Tomb of Antipope John XXIII
Tomb of Antipope John XXIII

The Tomb of Antipope John XXIII is the marble-and-bronze tomb monument of Antipope John XXIII (Baldassare Cossa, c. 1360–1419), created by Donatello and Michelozzo for the Florence Baptistry adjacent to the Duomo. It was commissioned by the executors of Cossa's will after his death on December 22, 1419 and completed during the 1420s, establishing it as one of the early landmarks of Renaissance Florence.

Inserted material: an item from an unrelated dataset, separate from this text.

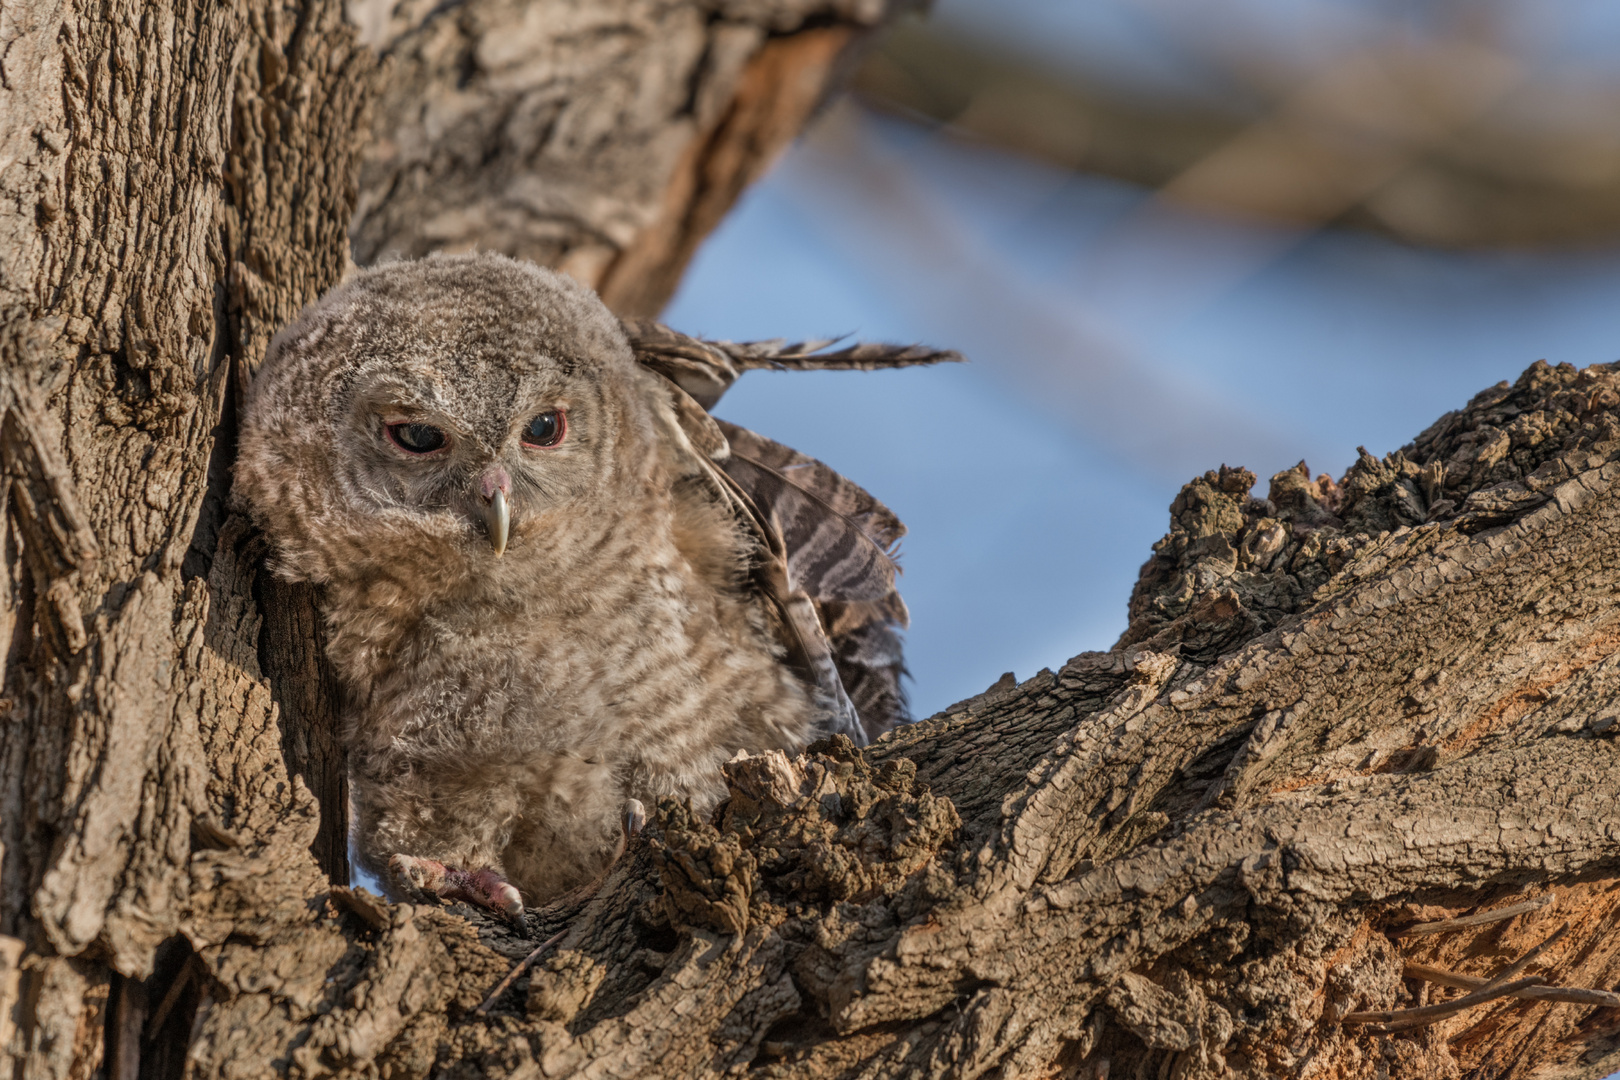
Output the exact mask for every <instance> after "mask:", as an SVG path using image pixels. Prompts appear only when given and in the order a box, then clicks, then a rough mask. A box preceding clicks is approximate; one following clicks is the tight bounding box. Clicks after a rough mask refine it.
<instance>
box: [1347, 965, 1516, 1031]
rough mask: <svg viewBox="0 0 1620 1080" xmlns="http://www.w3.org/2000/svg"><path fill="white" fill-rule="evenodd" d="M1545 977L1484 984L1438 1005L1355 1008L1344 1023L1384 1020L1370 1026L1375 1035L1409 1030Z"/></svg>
mask: <svg viewBox="0 0 1620 1080" xmlns="http://www.w3.org/2000/svg"><path fill="white" fill-rule="evenodd" d="M1539 981H1541V980H1539V978H1536V976H1534V975H1531V976H1528V978H1521V980H1515V981H1511V983H1505V984H1502V986H1489V984H1487V986H1481V988H1479V989H1476V991H1474V993H1473V994H1463V996H1461V997H1453V999H1452V1001H1442V1002H1440V1004H1437V1006H1422V1007H1421V1009H1380V1010H1377V1012H1351V1014H1348V1015H1346V1017H1345V1020H1343V1023H1382V1025H1383V1027H1372V1028H1367V1030H1369V1031H1372V1033H1374V1035H1390V1033H1393V1031H1405V1030H1408V1028H1421V1027H1424V1025H1426V1023H1434V1022H1435V1020H1443V1018H1445V1017H1450V1015H1453V1014H1458V1012H1463V1010H1464V1009H1473V1007H1474V1006H1482V1004H1486V1002H1487V1001H1495V999H1497V997H1507V996H1508V994H1516V993H1518V991H1521V989H1528V988H1531V986H1534V984H1536V983H1539Z"/></svg>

According to Ferdinand Gregorovius, the tomb is "at once the sepulchre of the Great Schism in the church and the last papal tomb which is outside Rome itself".Cossa had a long history of cooperation with Florence, which had viewed him as the legitimate pontiff for a time during the Western Schism. The tomb monument is often interpreted as an attempt to strengthen the legitimacy of Cossa's pontificate by linking him to the spiritually powerful site of the Baptistry. The evocation of papal symbolism on the tomb and the linkage between Cossa and Florence have been interpreted as a snub to Cossa's successor Pope Martin V or vicarious "Medici self-promotion", as such a tomb would have been deemed unacceptable for a Florentine citizen.The tomb monument's design included figures of the three Virtues in niches, Cossa's family arms, a gilded bronze recumbent effigy laid out above an inscription-bearing sarcophagus supported on corbel brackets, and above it a Madonna and Child in a half-lunette, with a canopy over all. At the time of its completion, the monument was the tallest sculpture in Florence, and one of very few tombs within the Baptistry or the neighboring Duomo. The tomb monument was the first of several collaborations between Donatello and Michelozzo, and the attribution of its various elements to each of them has been debated by art historians, as have the interpretations of its design and iconography.